“If they still have stuff in the basement and garage, why is it called an empty nest?”
When I saw this quote on a plaque in a gift shop, I was tempted to buy one for each of my children. Open any of my spare-room closets, or check out my basement, and you’ll find souvenirs showing that my offspring were all once upon a time teenagers.
My sons learned in Israel at a time when everything was recorded on cassette tapes. Some of them enthusiastically recorded every shiur taught by their esteemed Roshei Yeshiva. Of course their intention was to use these recordings to review and retain the knowledge that they gained. Reality was somewhat different. They ended up learning a different mesechta, and as each of them got married and entered kollel, the tapes were left to languish in their boxes on the top shelves somewhere in mommy’s house. It’s only during Pesach cleaning that these boxes get taken down, dusted and, for lack of a better solution, put right back to spend another 12 months untouched. If my husband ever even hints that it’s time to make room for something else, the answers vary from “I’ll do it when I get around to it” to “I really should have them transferred to CDs” or “I wish I could listen to them, but my last cassette player broke, and no one fixes those things any more.” When their sons will learn in yeshiva, iy’H, all they will need is that little thingamagig (I think it’s called a sensa) that passes for a recorder today.
Girls also generate boxes of “memories.” One of my younger daughters once obtained the status of favorite aunt by doling out her keychain collection, amassed over several years, to enthusiastic recipients, aka nieces and nephews. Even those daughters who took along their camp albums still left me with boxes of photos. Remember the double prints? For the edification of those readers too young to remember film, many companies competed for the privilege of developing and printing those precious school and camp photos. A favorite gimmick was to offer free “doubles.” Where did these doubles end up? In boxes that keep the above-mentioned cassettes company.
(I must confess to being guilty of the same thing. If I would follow my own advice, after putting the best pictures into albums, which I do, I would throw out the blurry, unfocused and uninteresting prints along with all the doubles. Doing so would give me another drawer and several shelves. Today’s technology makes it so easy to have any important picture copied when desired, so hoarding the doubles just in case is really unnecessary.)
There is a sentimental gene running in our family. Thus, I still have every report card, honor certificate and progress report from some of my younger children. I think I gave the folders belonging to the older ones to their spouses a while ago. This past Chanukah, I wrapped each manila envelope separately and ceremoniously presented them to my daughters-in-law. Their children had a field day reading the teachers’ comments. I gained a shelf.
Nature abhors a vacuum. Once my children are all, b’H, married, my closets were relatively empty. Please note that I said “were.” By now, the wall-to-wall closet in the guest room, which was built when I had a few teenage girls at home, is so full that I direct my guests to hang their things in another room.

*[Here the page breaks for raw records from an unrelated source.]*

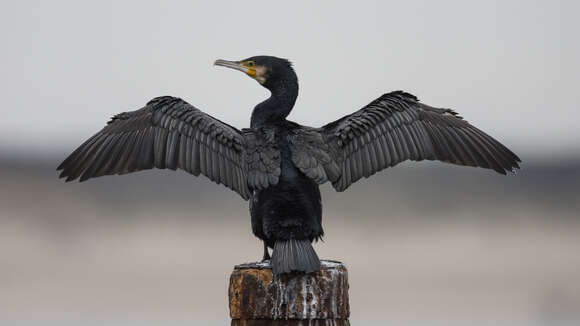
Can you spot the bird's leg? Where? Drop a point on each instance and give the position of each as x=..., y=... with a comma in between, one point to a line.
x=266, y=253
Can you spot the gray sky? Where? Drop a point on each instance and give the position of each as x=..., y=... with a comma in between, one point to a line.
x=512, y=68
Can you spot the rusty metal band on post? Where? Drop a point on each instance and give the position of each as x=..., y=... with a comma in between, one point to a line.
x=258, y=298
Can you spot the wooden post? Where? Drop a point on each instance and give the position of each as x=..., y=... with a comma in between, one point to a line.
x=315, y=299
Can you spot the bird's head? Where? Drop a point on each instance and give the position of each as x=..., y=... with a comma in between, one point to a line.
x=267, y=70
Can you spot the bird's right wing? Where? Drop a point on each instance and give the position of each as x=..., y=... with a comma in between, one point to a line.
x=167, y=133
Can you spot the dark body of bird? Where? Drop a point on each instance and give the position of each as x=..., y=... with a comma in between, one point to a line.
x=277, y=164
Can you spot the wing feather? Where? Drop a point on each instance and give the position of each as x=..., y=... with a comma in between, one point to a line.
x=166, y=133
x=396, y=127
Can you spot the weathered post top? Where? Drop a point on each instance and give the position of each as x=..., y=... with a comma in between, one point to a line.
x=320, y=298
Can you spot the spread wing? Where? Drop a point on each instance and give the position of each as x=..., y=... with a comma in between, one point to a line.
x=167, y=133
x=396, y=127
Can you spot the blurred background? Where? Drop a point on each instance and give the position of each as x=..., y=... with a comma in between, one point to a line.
x=426, y=243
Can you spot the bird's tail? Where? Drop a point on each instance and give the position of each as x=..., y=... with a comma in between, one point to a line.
x=294, y=256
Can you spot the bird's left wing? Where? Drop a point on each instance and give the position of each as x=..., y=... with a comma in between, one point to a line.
x=167, y=133
x=396, y=127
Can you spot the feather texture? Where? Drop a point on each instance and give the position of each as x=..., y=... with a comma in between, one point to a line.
x=166, y=133
x=396, y=127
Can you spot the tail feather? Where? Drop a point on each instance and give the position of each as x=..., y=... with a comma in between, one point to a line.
x=294, y=256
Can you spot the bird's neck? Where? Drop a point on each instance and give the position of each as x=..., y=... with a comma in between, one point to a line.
x=278, y=106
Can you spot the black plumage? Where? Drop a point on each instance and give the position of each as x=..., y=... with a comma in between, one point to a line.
x=277, y=164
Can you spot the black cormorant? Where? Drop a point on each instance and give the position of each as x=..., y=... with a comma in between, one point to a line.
x=278, y=164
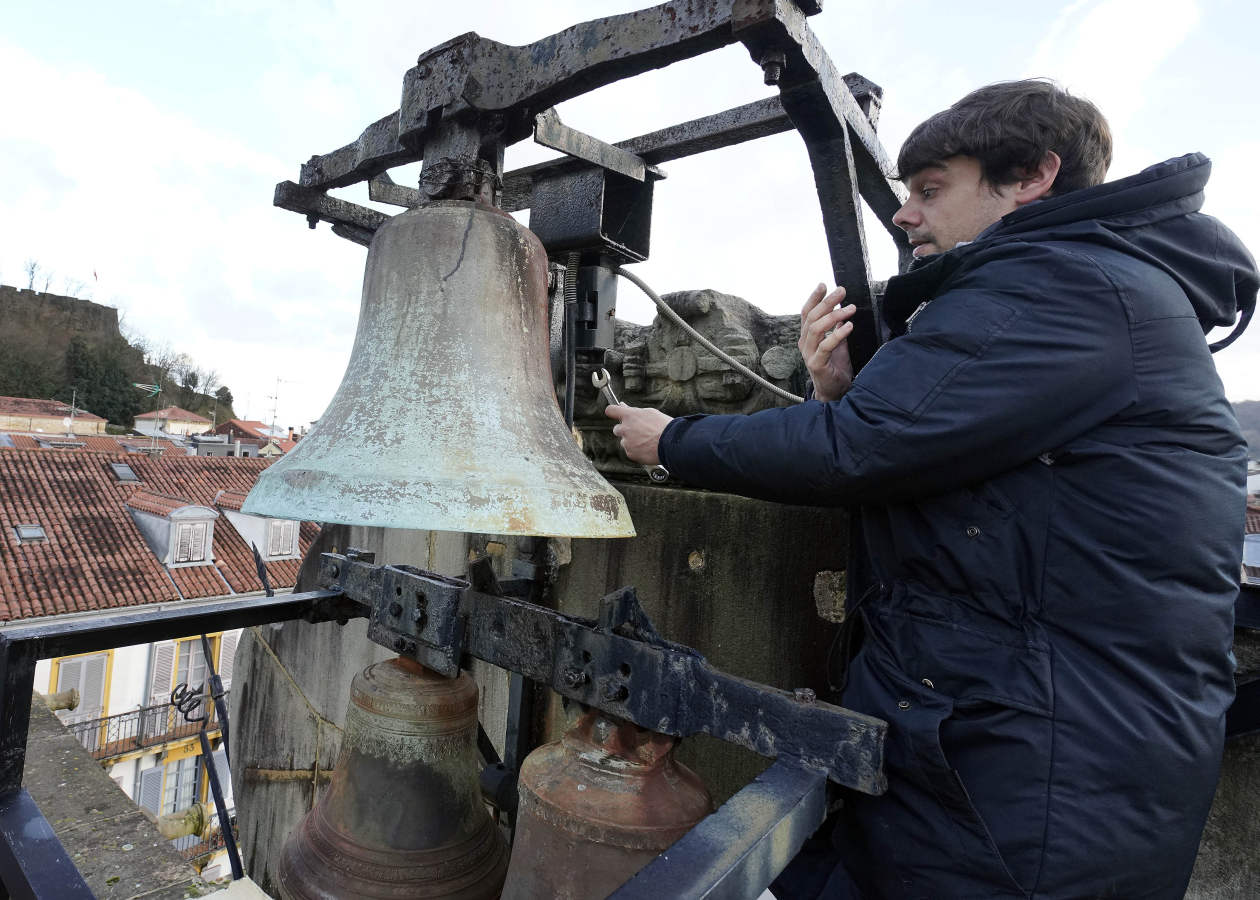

Let’s take a short tour. Section one, besides my few hanging tablecloths, is home to my daughter’s and her girls’ chasunah dresses, complete with the cleaner’s stuffing. The next section houses my collection of spare raincoats. (Here’s an exception to my rule of “buy a new one get rid of the old one.” Whenever the raincoats were new and improved, I did not discard the prior ones. Boy do they come in handy, when someone walks in on a sunny Shabbat afternoon that turns rainy right before mincha.) Then there is the collection of Shabbat coats, which reside in my closet until the 6-year-olds fit into their older brothers’ hand me downs. The last section is packed with one daughter’s stuff that she isn’t wearing now, has no room for and can’t bear to part with yet.
As you read this, you are probably enjoying your neat, uncluttered closets, with all the “stuff” put back in their place. Uncluttering is done for this year, you think. Hold your horses! There’s one more phase of decluttering that I would recommend to anyone. Yes, you guessed it. The Pesach “stuff” could use a discriminating eye and a ruthless weeding. The knives you bought when you were shana rishona that looked so pretty, but couldn’t cut anything harder than a banana, should not be taking up room in your drawers. Neither should the “wonder” peeler that makes you “wonder” who invented it. The nutcrackers that don’t crack, the juicers that require brute force to operate, the apple corer that cut more fingers than apples all have to go.
You finally got a new extended dining room table, to accommodate your growing family bli ayin hora. Your old tablecloths are too small. Give them away! Start with your kids, and if the size is wrong for their tables, find someone who could use them. Just leave one smaller one, in case you do add a folding table.
Along with all your crowded closets may your home be full to the brim of gezunt and nachat.